Some works by African authors have expatiated this, such as Kofi Awoonor's" Songs of Sorrow." Okey Nwachuku's " Talon of the Python " is another work that expresses the calamity that the living is bound to experience if the dead is not respectfully treated.
In the Igbo society decades ago, the spirit of the dead, especially the wealthy and the highly honored in the society, is believed to be floating and stranded if a special traditional rite, known as "Okwukwu" is not performed.
Lives were consumed as a result of delayed okwukwu for Ezeala, the village head of Umelu. On a market day, when activities of the market were in full swing, a mighty iroko at the center of the market fell, and scores of the locals were consumed in the calamity that was tagged " the most gruesome in the history of the village and the environs.
When divinations were conducted, it was revealed that the calamity was as a result of delayed okwukwu for Ezeala. As the novel unfolds, intrigues, manoeuvres, and manipulations took their fullest expression.
Ahunma's emergence as the prospective sacrifice for Ezeala was laced with misfortune. The first shot was recorded when Nduka, one of the emissaries to Ndiubani market died under controversial circumstances.
It is highly abominable for a sacrifice destined for okwukwu to disappear shortly before the execution of the deed. But this is what exactly happened.

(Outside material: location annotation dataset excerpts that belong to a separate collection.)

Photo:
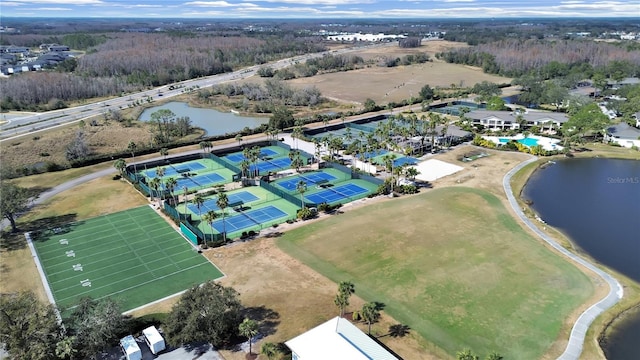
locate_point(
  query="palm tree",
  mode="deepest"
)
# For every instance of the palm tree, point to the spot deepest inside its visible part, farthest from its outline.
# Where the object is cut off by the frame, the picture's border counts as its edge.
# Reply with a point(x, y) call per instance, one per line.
point(65, 348)
point(466, 354)
point(171, 184)
point(120, 164)
point(186, 199)
point(244, 166)
point(164, 152)
point(223, 202)
point(370, 313)
point(248, 328)
point(160, 174)
point(154, 184)
point(198, 199)
point(210, 216)
point(254, 155)
point(301, 187)
point(204, 145)
point(269, 349)
point(132, 149)
point(411, 173)
point(388, 163)
point(345, 290)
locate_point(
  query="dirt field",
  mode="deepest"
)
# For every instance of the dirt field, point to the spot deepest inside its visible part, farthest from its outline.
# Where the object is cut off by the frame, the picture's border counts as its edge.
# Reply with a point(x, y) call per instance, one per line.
point(265, 276)
point(383, 84)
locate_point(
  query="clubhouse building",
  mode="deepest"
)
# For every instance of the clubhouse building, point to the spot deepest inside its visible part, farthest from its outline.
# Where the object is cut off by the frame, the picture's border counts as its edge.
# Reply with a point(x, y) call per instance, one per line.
point(337, 338)
point(509, 120)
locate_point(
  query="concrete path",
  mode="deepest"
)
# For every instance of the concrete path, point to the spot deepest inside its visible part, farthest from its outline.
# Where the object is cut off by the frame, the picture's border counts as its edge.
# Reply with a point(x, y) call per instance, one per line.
point(579, 330)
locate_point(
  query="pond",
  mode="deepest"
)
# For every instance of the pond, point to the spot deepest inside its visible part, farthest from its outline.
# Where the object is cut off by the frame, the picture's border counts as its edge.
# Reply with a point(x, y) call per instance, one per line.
point(212, 121)
point(596, 203)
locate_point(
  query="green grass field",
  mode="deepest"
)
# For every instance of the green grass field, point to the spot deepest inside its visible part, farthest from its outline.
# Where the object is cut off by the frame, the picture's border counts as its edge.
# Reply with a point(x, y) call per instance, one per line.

Ahunma was nowhere to be found when the platform for the sacrifice was set, and the expectations were high. Who is responsible for the abomination? The question deserves some appreciations. How can the gods be placated for this? The oracle had to be consulted again to proffer solutions to this calamity, and it has to be immediate.

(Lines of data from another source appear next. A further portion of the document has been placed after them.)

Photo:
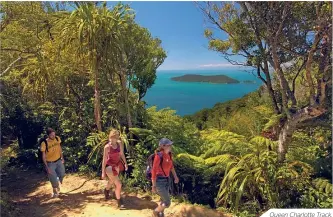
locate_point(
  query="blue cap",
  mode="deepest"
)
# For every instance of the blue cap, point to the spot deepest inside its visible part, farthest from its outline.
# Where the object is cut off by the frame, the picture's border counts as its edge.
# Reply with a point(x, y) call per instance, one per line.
point(165, 141)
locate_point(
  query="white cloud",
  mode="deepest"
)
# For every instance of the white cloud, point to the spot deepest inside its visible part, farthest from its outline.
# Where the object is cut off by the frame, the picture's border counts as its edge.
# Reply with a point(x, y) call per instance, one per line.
point(216, 65)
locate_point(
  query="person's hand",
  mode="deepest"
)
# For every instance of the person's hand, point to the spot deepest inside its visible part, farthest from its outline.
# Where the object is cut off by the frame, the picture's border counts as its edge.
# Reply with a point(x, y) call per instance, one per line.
point(176, 179)
point(153, 189)
point(48, 170)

For Ibeji, Oparadike has to pay dearly for this. The suspicions were apt as Oparadike was the only person that had access to Ahunma.
Unfortunately, Ibeji's plot backfired, not only that he was consumed in the ensuing murders, but his wife, Ahuzi, was also consumed. Neither were the two rascals spared. It is dangerous to dare the fiery Oparadike as the fear of him is the beginning of wisdom in Umelu and environs.
The story could not be better told by anyone else than Okey Nwachuku. Despite his stay in the United States, his rich knowledge of telling stories, beautiful ones indeed, could not be eroded.